Multiple runs, merged after DADA2, overestimation of diversity??


I have 445 samples acquired in 5 different MiSeq Illumina runs. The read quality differed between runs and I have decided to trim, kind of arbitrarily, forward and reverse reads at position 230 to have the same read length all over the 5 runs. (I upload the .qzv files for each run after import)

paired-end-demux-run1.qzv (286.8 KB)
paired-end-demux-run2.qzv (290.4 KB)
paired-end-demux-run3.qzv (288.5 KB)
paired-end-demux-run4.qzv (292.5 KB)
paired-end-demux-run5.qzv (287.0 KB)

Command used for each run (Qiime version qiime2-2018.8):

qiime dada2 denoise-paired
--i-demultiplexed-seqs paired-end-demux.qza
--p-trunc-len-f 230
--p-trunc-len-r 230
--output-dir DADA2

After this step the following number of features (ASV) were "called" for each run:

run1: 393
run2: 1,365
run3: 180
run4: 997
run 5: 451

After merging results (using qiime feature-table merge) I get 2,289 ASV

I have the "feeling" this is overestimating the real number of ASV.

My questions are:

- Have anyone compared the results of merging runs vs the same samples in only one run?

- How do you "filter" the ASV table? do you remove singletones and doubletones? Do you remove low abundance ASV? using which threshold?

Thanks a lot for any feedback!




Hi @mbcarbonetto,

Why do you feel this is an overestimation? 2,289 is actually on the lower end of ASV numbers I typically see around here. I’m wondering the opposite actually, whether this is an underestimation of your community. How did the stats-results of DADA2 look? Also, what is the target community and the expected diversity of these samples? Keeping in mind that ASVs can be different from each other by a single nt so many of them may in fact collapse down to the same species (or OTUs if you are comparing them to previous methods).

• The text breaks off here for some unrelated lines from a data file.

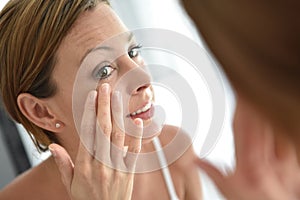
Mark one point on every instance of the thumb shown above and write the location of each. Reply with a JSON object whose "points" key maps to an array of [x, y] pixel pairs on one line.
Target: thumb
{"points": [[64, 164], [218, 178]]}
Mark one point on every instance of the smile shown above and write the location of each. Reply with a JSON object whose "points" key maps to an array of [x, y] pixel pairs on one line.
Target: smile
{"points": [[142, 110]]}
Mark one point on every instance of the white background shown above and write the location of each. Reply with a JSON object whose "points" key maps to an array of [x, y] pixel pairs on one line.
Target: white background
{"points": [[167, 14]]}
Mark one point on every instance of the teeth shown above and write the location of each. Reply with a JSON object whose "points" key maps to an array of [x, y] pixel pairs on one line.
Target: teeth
{"points": [[144, 109]]}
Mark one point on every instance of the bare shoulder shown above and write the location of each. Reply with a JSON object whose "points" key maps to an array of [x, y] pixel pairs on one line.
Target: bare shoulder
{"points": [[32, 184], [21, 187]]}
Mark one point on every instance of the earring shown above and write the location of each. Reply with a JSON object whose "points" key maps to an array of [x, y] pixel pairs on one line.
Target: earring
{"points": [[57, 125]]}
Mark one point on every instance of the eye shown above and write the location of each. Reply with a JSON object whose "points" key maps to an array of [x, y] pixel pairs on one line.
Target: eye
{"points": [[135, 51], [104, 72]]}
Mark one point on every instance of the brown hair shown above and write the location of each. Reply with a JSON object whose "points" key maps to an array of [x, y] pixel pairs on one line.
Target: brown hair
{"points": [[30, 34], [258, 46]]}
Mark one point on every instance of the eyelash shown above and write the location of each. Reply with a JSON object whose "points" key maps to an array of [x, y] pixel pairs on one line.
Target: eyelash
{"points": [[135, 49]]}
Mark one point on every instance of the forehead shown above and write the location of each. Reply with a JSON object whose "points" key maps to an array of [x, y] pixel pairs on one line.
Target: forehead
{"points": [[90, 29]]}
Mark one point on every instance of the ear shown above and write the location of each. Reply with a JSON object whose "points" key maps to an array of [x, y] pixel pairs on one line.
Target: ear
{"points": [[38, 112]]}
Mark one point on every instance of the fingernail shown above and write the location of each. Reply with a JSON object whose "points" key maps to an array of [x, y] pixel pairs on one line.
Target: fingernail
{"points": [[93, 95], [138, 122], [105, 88], [52, 151]]}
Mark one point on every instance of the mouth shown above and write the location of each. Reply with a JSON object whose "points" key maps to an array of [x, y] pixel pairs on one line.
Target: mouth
{"points": [[143, 113]]}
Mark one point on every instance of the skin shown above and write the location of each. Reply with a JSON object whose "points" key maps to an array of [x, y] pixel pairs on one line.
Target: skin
{"points": [[72, 172], [267, 155]]}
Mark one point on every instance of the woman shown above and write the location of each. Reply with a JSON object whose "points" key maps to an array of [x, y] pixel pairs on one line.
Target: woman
{"points": [[257, 44], [43, 44]]}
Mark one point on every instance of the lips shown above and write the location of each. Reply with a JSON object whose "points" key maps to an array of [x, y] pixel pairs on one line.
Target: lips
{"points": [[144, 113]]}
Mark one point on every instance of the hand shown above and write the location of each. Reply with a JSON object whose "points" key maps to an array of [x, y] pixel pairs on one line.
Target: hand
{"points": [[266, 168], [88, 178]]}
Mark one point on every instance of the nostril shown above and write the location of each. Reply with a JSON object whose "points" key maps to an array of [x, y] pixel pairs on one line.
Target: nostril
{"points": [[143, 87]]}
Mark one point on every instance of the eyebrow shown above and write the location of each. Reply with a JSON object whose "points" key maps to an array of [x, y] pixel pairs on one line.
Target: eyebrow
{"points": [[106, 48]]}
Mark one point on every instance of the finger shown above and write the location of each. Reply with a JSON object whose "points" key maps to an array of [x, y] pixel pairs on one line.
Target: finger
{"points": [[104, 124], [218, 178], [64, 164], [135, 145], [118, 134], [87, 130]]}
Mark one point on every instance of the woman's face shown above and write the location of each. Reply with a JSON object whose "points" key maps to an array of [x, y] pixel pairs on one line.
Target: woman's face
{"points": [[89, 56]]}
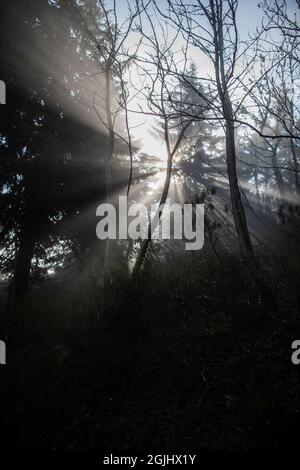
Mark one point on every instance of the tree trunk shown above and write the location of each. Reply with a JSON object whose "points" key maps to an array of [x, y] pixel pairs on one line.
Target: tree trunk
{"points": [[235, 193], [23, 264], [146, 242], [277, 173]]}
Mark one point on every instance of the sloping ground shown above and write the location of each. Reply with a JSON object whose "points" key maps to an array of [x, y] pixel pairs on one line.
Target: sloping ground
{"points": [[191, 359]]}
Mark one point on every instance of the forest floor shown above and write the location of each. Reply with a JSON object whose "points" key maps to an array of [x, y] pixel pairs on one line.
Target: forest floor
{"points": [[192, 359]]}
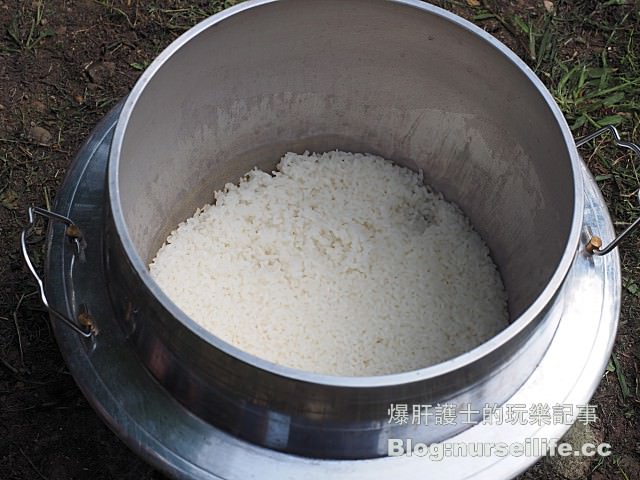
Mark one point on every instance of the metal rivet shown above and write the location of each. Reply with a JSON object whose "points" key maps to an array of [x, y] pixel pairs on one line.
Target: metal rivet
{"points": [[595, 243]]}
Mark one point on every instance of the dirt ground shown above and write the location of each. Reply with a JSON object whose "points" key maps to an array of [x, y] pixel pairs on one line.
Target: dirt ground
{"points": [[65, 63]]}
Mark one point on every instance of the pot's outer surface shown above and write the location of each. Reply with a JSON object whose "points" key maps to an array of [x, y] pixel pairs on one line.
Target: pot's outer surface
{"points": [[402, 79]]}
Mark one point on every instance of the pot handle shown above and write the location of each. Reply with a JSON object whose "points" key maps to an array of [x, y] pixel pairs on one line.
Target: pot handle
{"points": [[594, 245], [72, 232]]}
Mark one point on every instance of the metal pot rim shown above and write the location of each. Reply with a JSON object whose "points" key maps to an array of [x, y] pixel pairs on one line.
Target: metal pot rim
{"points": [[456, 363]]}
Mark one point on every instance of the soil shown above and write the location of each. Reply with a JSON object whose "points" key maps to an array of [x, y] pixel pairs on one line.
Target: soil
{"points": [[63, 65]]}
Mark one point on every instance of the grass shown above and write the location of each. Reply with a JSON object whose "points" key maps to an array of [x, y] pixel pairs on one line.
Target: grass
{"points": [[28, 27]]}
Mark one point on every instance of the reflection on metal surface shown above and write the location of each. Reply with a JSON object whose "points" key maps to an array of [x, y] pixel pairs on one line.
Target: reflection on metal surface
{"points": [[166, 434], [594, 246], [517, 177]]}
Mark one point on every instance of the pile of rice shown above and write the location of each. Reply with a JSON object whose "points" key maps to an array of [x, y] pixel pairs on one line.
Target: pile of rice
{"points": [[337, 263]]}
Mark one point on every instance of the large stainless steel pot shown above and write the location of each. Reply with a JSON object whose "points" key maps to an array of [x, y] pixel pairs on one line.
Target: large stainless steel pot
{"points": [[401, 79]]}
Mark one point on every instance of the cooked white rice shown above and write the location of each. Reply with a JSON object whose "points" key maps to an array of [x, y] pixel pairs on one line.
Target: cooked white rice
{"points": [[337, 263]]}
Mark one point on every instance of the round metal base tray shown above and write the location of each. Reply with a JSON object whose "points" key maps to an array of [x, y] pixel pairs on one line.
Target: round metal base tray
{"points": [[175, 441]]}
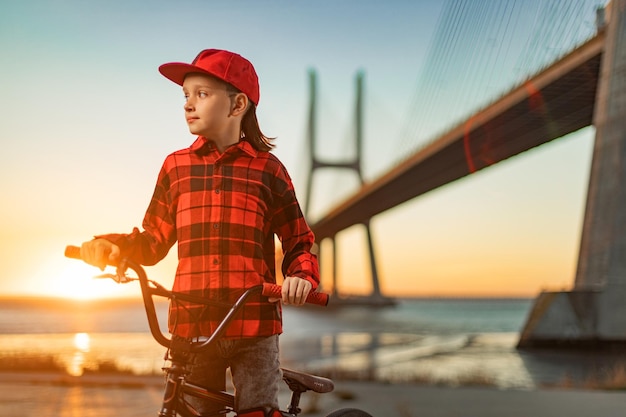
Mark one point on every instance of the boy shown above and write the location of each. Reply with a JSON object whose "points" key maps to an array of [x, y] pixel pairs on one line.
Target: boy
{"points": [[223, 199]]}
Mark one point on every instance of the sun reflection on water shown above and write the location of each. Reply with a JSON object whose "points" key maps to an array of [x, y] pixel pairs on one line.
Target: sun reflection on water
{"points": [[82, 342]]}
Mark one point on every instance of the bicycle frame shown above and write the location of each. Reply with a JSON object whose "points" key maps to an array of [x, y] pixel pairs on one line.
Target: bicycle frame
{"points": [[176, 387]]}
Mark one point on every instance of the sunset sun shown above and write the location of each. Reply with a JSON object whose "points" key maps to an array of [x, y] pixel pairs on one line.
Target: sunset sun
{"points": [[78, 281]]}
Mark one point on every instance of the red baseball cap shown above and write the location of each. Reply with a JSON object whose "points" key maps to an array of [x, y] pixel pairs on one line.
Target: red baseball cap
{"points": [[225, 65]]}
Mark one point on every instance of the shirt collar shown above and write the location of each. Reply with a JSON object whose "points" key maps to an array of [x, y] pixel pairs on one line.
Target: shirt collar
{"points": [[202, 143]]}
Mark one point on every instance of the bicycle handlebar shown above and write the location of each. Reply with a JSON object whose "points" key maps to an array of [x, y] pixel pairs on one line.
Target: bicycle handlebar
{"points": [[269, 290]]}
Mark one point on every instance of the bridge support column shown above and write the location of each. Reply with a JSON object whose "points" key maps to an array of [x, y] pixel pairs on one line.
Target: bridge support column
{"points": [[594, 312], [376, 297]]}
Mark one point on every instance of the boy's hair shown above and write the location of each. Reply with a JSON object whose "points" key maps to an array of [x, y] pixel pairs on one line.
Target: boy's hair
{"points": [[250, 129]]}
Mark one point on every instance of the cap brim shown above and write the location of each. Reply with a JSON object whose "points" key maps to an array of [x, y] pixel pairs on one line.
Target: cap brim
{"points": [[177, 71]]}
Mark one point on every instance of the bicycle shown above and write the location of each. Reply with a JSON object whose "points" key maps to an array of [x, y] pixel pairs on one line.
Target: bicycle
{"points": [[178, 353]]}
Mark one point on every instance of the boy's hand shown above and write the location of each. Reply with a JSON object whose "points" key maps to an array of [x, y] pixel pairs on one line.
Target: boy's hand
{"points": [[100, 252], [295, 291]]}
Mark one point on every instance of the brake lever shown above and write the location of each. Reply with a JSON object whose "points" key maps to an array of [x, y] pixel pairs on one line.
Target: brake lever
{"points": [[120, 278]]}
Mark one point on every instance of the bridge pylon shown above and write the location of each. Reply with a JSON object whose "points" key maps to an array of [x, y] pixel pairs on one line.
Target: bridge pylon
{"points": [[593, 313], [375, 297]]}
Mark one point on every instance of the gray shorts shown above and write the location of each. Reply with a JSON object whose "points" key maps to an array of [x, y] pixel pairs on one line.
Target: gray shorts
{"points": [[254, 366]]}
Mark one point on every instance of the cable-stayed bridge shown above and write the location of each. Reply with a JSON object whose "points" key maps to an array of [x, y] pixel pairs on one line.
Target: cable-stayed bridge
{"points": [[585, 85]]}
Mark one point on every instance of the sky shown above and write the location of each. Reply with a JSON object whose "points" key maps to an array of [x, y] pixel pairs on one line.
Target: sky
{"points": [[87, 121]]}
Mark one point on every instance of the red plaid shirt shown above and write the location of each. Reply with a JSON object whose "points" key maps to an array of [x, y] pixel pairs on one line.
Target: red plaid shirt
{"points": [[223, 209]]}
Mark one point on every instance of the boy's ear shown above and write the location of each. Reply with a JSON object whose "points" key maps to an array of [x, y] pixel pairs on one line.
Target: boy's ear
{"points": [[240, 104]]}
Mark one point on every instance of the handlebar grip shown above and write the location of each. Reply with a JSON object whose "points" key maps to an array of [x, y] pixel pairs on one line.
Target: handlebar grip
{"points": [[274, 290], [72, 252]]}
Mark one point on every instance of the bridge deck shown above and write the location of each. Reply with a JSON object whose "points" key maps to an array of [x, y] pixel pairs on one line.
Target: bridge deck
{"points": [[557, 101]]}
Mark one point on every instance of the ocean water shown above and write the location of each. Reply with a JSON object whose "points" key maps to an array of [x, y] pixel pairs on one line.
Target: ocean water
{"points": [[440, 341]]}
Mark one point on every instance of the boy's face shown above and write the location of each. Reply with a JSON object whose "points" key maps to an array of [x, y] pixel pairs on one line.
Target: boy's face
{"points": [[207, 106]]}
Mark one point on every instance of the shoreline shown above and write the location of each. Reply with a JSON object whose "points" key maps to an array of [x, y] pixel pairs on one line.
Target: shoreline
{"points": [[35, 394]]}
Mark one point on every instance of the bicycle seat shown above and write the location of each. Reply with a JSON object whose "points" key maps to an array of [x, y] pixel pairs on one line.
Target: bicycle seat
{"points": [[299, 381]]}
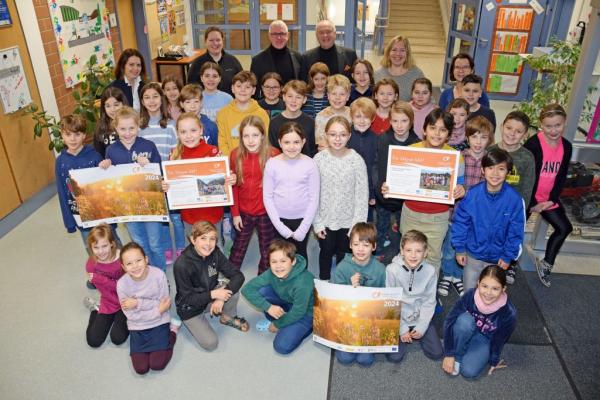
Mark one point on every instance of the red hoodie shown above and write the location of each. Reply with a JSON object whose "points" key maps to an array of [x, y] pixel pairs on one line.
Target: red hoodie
{"points": [[210, 214]]}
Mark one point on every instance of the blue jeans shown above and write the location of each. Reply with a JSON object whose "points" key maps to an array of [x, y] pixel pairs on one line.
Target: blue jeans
{"points": [[85, 232], [178, 231], [383, 227], [363, 359], [149, 236], [472, 348], [449, 265], [289, 337]]}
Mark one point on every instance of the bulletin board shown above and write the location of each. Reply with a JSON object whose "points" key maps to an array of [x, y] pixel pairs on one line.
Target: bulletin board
{"points": [[14, 90], [82, 29], [512, 31]]}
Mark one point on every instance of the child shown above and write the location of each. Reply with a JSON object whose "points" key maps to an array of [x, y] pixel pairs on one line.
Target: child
{"points": [[385, 93], [417, 279], [360, 268], [74, 155], [344, 198], [421, 103], [199, 291], [316, 97], [111, 101], [479, 136], [432, 218], [104, 270], [213, 98], [471, 91], [552, 153], [248, 210], [172, 85], [522, 175], [478, 326], [285, 294], [133, 149], [294, 96], [459, 108], [362, 74], [190, 99], [338, 91], [364, 142], [291, 188], [400, 134], [489, 223], [144, 296], [191, 145], [271, 91], [243, 87], [160, 130]]}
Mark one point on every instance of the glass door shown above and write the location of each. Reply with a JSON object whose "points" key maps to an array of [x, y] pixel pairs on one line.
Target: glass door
{"points": [[462, 34]]}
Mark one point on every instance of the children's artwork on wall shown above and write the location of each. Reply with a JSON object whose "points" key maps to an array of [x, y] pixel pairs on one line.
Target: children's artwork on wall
{"points": [[82, 29], [14, 90]]}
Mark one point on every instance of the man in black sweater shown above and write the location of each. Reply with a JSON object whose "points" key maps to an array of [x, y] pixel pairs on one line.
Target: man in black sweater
{"points": [[277, 57], [338, 59]]}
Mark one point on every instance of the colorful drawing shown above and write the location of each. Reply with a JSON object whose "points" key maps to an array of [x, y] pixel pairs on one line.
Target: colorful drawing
{"points": [[14, 90], [82, 29]]}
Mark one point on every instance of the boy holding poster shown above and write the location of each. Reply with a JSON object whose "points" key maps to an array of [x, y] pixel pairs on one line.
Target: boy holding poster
{"points": [[360, 268], [285, 294], [418, 281]]}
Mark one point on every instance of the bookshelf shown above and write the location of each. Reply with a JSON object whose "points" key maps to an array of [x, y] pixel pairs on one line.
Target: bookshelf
{"points": [[512, 31]]}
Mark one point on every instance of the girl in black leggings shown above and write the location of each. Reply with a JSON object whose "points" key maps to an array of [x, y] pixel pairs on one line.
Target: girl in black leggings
{"points": [[552, 154]]}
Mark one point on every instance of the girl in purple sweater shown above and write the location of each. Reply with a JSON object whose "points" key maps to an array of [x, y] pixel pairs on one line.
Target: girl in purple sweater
{"points": [[291, 188], [104, 270], [144, 296]]}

By ‘run’ do you mean on the same sequencing run or combining your files then performing DADA2 combined? The latter is only appropriate if all the samples were prepared together (i.e same PCR and sequencing run). Since your samples come from 5 different runs, the method you’ve chosen is the only correct way to do this. Process them separately with the exact same truncating/trim parameters then merge. :+1:

The choice of filtering is completely up to you and it should be chosen based on what you plan on doing with the data. For example, if alpha diversity measures are important for your analysis then discarding of low abundance ASVs is not advisable as it throws away meaningful information that can confound the results. On the contrary, differential abundance tests like gneiss and ANCOM work better when low frequency and abundance ASVs are discarded as they provide no real information to their respective tests and add ‘noise’ to the analyses. You will likely use a combination of different filtering parameters depending on what tests you want to perform. There is a full tutorial here on how filtering can be done in qiime2.

1 Like

Hi Mehrbod_Estaki,

Thanks for the reply and information.

My target community is mouse gut after antibiotic treatment so the low number of ASV is not a concern, this is expected.
I feel there is an overestimation since I was expecting a number close to a mean value of the number of total reads when merging runs after DADA2. At least is is not the sum of features.

yes I meant Miseq sequencing runs.

thanks again!


Hi @mbcarbonetto,

Well technically you are not getting a sum of your features from the runs, if that was the case you would have gotten 3,386 ASVs and not 2,289. So I think everything is ok at this point. There are a few other things to note. I should have mentioned this earlier but what is the target region of your amplicons? Just want to make sure your 230 truncate parameters leaves enough overlap for proper merging. Did your dada2 stats summary look ok?
If you think the diversity is till higher than you expect, sometimes with mouse gut tissues (not fecal) I often find a bunch of host reads that I filter out after DADA2. I find these with V3-V4 amplicons but it might be the case with other regions too since DNA extraction of intestinal bacteria often involves some thorough tissue disruption that can also introduces host DNA.
You can try a positive filter approach (something like Deblur does in the background as well). I’ve had good results with using the 88_otus greengenes database and using qiime quality-control exclude-seqs at 65% identity and 60% alignment with the vsearch searching. It is very fast and does a great job of getting rid of host contaminants or any other artifacts that may have been missed in chimera removal. Worth a try!
You may also be interested in reading up on the batch effect and batch correction methods with 16S data. There are tons of discussions and recommendations with regards to that on the forum.
Let us know how it goes!

This topic was automatically closed 31 days after the last reply. New replies are no longer allowed.